Psalm 33:6 By the word (Logos) of the Lord were the heavens made, their starry host by the breath of his mouth.
Psalm 33:9 For he spoke, and it came to be; he commanded, and it stood firm.
Hebrews 11:3 Through faith we understand that the worlds were framed by the Word (Logos) of God, so that things which are seen were not made of things which do appear.
A.W. Tozer writes:
One of the greatest realities with which we have to deal is the Voice of God in His world. The briefest and only satisfying cosmogony is this: ‘He spake and it was done.’ The why of natural law is the living Voice of God immanent in His creation. And this word of God which brought all worlds into being cannot be understood to mean the Bible, for it is not a written or printed word at all, but the expression of the will of God spoken into the structure of all things.”
Language is a universal human structure, given to us by God, in whose image we are created.
Exodus 3:13-14 Moses said to God, “Suppose I go to the Israelites and say to them, ‘The God of your fathers has sent me to you,’ and they ask me, ‘What is his name?’ Then what shall I tell them?” God said to Moses, “I am who I am. This is what you are to say to the Israelites: ‘I am has sent me to you.’”
The name God gives Himself in Exodus 3, “I am,” is structured. It is a predicated noun, name and being.
The structure, the very fabric, of human language is the subject and predicate.
Andrew Kern writes:
Grammar is where God, man, the soul, thinking, knowledge, and the cosmos all come together.

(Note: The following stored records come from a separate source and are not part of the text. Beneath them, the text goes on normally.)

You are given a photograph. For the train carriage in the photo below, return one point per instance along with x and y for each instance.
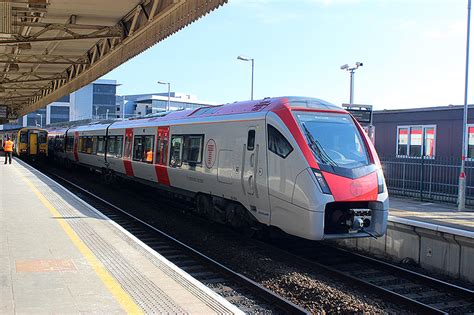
(29, 142)
(298, 164)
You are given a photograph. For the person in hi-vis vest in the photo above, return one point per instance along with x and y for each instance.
(8, 148)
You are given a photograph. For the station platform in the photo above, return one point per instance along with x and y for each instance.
(442, 217)
(59, 255)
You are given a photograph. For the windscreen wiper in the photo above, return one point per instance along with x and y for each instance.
(317, 148)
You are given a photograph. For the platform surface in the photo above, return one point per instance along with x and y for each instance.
(58, 255)
(432, 213)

Grammar is based on the link between something that exists and something that applies to something that exists. God "exists." He called Himself, "I Am." He made us, putting us in the garden to steward it. As stewards, we need to know what we are stewarding, so he made us able to know the world we live in. The world around us exists as things that act or are acted on and have properties or qualities. In other words, the world is full of subjects with predicates. To know the world around us we must think it. When we think something, we always think something about it. In other words, the mind thinks subjects and predicates. Predicate comes from the Latin and means "to say about." All thought and all existence revolve around the relation between subjects and predicates (substances and properties if you like).
On the brilliant simplicity of subjects and predicates, Michael Clay Thompson writes:
Why is grammar fun and valuable? Grammar reveals to us the beauty and power of our own minds. With only eight kinds of words and two sides (subject and predicate) of each idea, we can make the plays of Shakespeare, or the novels of Toni Morrison, or the poems of Elizabeth Bishop. No system, so gorgeously elegant, could be expected to make such a language. Through grammar we see the simple form of our binary minds; in all of our sentences, however elaborate, we are making a predicate about a subject, and this reveals the meaning of clarity. For each sentence or idea, I must know both of these two things: what you are talking about, and what you are saying about it. For each paragraph of sentences, I must know what the paragraph is about, and what you are saying about it. For each essay of paragraphs, I must know what the essay is about, and what you are saying about it. A sentence, with its two sides, is a model of the mind.
We’ll be spending more time with sentences later in this series.